Highlights of Issue 38/18

Mixed response
Mixed response following ifosfamide treatment for advanced STS
The European Organisation for Research and Treatment of Cancer Soft Tissue and Bone Sarcoma Group (EORTC STBSG) using ifosfamide to treat advanced soft tissue sarcoma (STS) patients, in both the first and second-line settings, report in this issue that the response rates differed according to the schedule used. They enrolled 182 patients (103-first line, 79-second-line) and randomised them to treatment of 5g/m2 over 24 h every 3 weeks or 3g/m2 per day administered over 4 hours on 3 consecutive days every 3 weeks. Second-line patients had received either doxorubicin 75mg/m2 or epirubicin 150mg/m2. In evaluable first-line patients, they observed 5 Partial responses (PR) (11%) in the 5g group and 12 PR (28%) in the 3g group. The corresponding rates for second-line patients were 1 Complete response (CR)+1PR (6%) and 1CR+2PR (8%), respectively. The toxicity overall was acceptable despite some leucopenia. Thus, with the exception of the first-line patients in the 3g group, the responses were disappointing and the authors state that this may be partly due to the large proportion of leiomyosarcomas in the study group as these are known to be relatively resistant sarcomas. The 28% rate observed for the first-line patients in the 3g group is comparable to single agent doxorubicin treatment if it is given at an optimal dose. However, this rate did not translate into either a progression —free or survival advantage, although this could be due to a lack of power as the study was not specifically designed to examine these parameters. The authors therefore suggest that novel agents should be examined to try to improve survival rates in these rare sarcomas.

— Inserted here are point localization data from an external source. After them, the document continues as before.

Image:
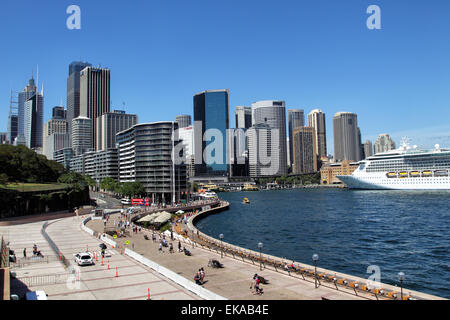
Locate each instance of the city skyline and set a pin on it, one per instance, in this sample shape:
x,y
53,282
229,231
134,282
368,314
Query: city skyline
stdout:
x,y
370,75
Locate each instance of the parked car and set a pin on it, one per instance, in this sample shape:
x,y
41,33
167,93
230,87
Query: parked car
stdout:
x,y
36,295
83,259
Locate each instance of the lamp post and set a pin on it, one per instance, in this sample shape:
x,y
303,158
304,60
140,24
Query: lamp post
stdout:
x,y
221,248
315,259
260,255
401,277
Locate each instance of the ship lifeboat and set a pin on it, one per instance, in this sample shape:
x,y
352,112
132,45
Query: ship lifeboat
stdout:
x,y
403,174
441,173
427,173
391,174
414,174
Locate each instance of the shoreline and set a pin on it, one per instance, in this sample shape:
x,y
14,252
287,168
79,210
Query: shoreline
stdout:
x,y
331,277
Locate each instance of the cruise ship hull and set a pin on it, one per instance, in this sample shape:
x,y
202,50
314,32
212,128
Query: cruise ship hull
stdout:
x,y
375,182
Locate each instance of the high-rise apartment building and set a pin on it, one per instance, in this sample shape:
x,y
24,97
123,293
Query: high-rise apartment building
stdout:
x,y
23,96
73,92
81,135
94,96
296,119
273,114
183,120
316,119
211,122
109,124
347,144
384,143
34,121
146,154
304,149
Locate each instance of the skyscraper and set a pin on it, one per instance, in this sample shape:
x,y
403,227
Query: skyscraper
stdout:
x,y
109,124
33,121
211,120
94,96
81,135
273,114
243,117
316,119
73,92
23,97
346,140
146,154
304,148
384,143
184,120
296,119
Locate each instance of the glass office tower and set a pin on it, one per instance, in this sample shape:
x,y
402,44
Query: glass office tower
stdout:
x,y
211,116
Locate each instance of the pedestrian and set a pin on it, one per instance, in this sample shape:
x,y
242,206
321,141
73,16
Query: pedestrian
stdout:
x,y
202,275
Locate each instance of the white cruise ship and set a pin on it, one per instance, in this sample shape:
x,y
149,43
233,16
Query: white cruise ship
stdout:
x,y
405,168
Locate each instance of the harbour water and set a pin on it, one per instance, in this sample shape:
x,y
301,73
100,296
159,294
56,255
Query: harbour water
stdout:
x,y
350,230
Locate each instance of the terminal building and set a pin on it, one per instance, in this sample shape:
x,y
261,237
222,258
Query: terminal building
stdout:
x,y
329,171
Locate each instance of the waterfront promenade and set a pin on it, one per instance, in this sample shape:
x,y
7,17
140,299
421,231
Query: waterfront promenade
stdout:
x,y
233,281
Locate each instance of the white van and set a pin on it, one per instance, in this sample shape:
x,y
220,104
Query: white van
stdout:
x,y
125,201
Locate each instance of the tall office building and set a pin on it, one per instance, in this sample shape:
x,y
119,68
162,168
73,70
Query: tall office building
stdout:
x,y
73,92
316,119
183,120
13,128
384,143
263,151
243,117
55,136
211,116
58,112
81,135
33,121
109,124
368,149
94,96
304,149
273,114
23,96
146,154
296,119
346,139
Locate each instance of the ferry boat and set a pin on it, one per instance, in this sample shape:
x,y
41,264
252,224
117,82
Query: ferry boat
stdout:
x,y
406,168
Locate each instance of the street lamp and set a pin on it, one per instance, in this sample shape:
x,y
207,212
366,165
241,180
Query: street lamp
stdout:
x,y
221,248
315,259
260,255
401,277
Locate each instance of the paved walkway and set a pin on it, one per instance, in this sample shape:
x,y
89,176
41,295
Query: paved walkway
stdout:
x,y
233,281
95,282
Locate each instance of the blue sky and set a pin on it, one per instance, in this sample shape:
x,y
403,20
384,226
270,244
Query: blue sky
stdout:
x,y
312,54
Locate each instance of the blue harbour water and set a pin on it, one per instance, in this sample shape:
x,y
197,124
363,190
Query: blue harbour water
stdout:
x,y
350,230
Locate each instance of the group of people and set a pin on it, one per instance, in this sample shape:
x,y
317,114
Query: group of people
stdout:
x,y
199,277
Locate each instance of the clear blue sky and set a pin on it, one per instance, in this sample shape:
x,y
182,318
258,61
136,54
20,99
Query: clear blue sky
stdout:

Nordic immigrant populations — attractive subject groups to study possible aetiological factors of cancers?
This is the conclusion of a study by Hemminki and Li who examined the risk of cancer amongst Nordic immigrants and their offspring in Sweden. The immigrants migrated to Sweden in their twenties and subsequently became parents whilst living in Sweden. The authors calculated standardised incidence rates (SIRs) and either 90 or 95% confidence intervals (CIs) for 26 cancer sites using the Swedish population as a reference group. They found that the cancers in the first generation immigrants predominantly followed the rates of their country of origin. Three sites, breast, ovary and urinary bladder, showed some protection among the offspring where one parent was from the immigrant country, however, this was not reinforced when both parents were from this country- which is inconsistent with heritable effects. Lifestyle and habits- influencing cancer patterns- are likely to have already been set in the immigrants before they reached their 20s as the differences to the Swedes persisted in cancers that predominate in old age. The authors propose that such study groups are useful to examine the aetiological causes of poorly understood cancers such as testicular cancer.

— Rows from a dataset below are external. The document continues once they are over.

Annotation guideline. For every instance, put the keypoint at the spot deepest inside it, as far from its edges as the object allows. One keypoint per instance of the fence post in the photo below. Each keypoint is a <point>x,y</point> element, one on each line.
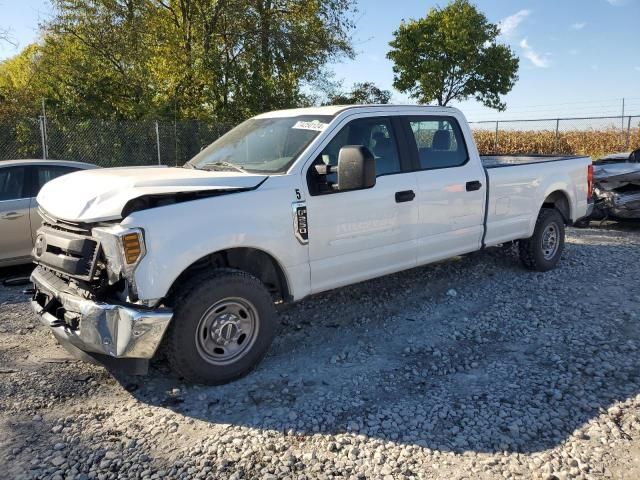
<point>43,135</point>
<point>158,142</point>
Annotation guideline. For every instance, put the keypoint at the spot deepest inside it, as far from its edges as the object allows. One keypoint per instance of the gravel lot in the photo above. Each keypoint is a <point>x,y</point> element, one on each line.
<point>470,368</point>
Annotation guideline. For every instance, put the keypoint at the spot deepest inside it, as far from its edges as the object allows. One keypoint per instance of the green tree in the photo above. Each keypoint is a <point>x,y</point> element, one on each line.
<point>452,54</point>
<point>218,60</point>
<point>361,93</point>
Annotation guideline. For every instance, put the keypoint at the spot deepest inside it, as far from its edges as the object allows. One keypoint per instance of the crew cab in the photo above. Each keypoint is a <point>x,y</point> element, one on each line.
<point>289,203</point>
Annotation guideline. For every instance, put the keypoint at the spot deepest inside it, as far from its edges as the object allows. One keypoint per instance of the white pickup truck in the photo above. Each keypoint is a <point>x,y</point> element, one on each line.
<point>287,204</point>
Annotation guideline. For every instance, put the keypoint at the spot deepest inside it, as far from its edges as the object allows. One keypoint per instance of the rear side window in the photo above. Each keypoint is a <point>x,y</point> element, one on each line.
<point>48,173</point>
<point>439,141</point>
<point>12,183</point>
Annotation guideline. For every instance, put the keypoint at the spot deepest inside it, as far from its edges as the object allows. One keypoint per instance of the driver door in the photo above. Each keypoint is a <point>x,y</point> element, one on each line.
<point>360,234</point>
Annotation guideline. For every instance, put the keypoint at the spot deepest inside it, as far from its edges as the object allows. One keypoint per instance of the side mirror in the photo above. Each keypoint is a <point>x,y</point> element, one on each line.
<point>356,168</point>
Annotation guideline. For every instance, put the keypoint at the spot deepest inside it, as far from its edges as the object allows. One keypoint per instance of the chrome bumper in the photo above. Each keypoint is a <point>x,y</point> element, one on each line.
<point>119,331</point>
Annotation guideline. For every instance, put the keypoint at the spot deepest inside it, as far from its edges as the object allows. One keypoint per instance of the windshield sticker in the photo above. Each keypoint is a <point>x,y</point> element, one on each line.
<point>313,125</point>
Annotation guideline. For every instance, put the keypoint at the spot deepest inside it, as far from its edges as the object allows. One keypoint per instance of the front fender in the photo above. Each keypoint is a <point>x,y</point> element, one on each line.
<point>178,235</point>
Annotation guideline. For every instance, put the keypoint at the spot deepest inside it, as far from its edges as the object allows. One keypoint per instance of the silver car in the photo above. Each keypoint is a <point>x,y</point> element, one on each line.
<point>20,182</point>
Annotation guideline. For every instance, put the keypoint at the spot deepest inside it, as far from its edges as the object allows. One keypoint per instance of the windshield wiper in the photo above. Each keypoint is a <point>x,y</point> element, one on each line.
<point>223,165</point>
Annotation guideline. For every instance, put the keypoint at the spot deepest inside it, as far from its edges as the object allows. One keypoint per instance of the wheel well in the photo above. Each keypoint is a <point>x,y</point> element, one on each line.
<point>251,260</point>
<point>560,202</point>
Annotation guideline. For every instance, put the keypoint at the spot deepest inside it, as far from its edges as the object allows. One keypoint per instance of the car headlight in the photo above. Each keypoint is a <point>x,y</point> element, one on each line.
<point>123,249</point>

Phase 1 studies of the novel alkycycline PNU-159548
In this issue de Jonge and colleagues examine the maximum tolerated dose (MTD), dose-limiting toxicity (DLT) and pharmacokinetics (PKs) of the novel cytotoxic agent, PNU-159548, and its metabolite PNU-169884 in two parallel phase I studies. PNU-159548 is an agent that has been modified from idarubicin to have an increased lipophilicity and improved stability. It has a unique mechanism of action that combines DNA intercalation and alkylation of guanine in the DNA major groove. It has shown activity in several human tumour cell lines and xenografts. 69 patients with advanced solid tumours were given the drug intravenously either over 10 minutes or 60 minutes and the dose was escalated from 1-16mg/m2, with cycles repeated every 21 days. The MTD was 14 and 16mg/m2 in heavily and minimally/not pretreated patients, respectively, and therefore the recommended doses for phase II studies were 12 and 14 mg/m2, respectively. Toxicities included thrombocytopenia, hypersensitivity reactions and nausea and vomiting. There was a significant correlation between a decrease in the platelet count and both the area under the plasma concentration-time curve (AUC) and Cmax of PNU-159548. Phase II studies are now underway.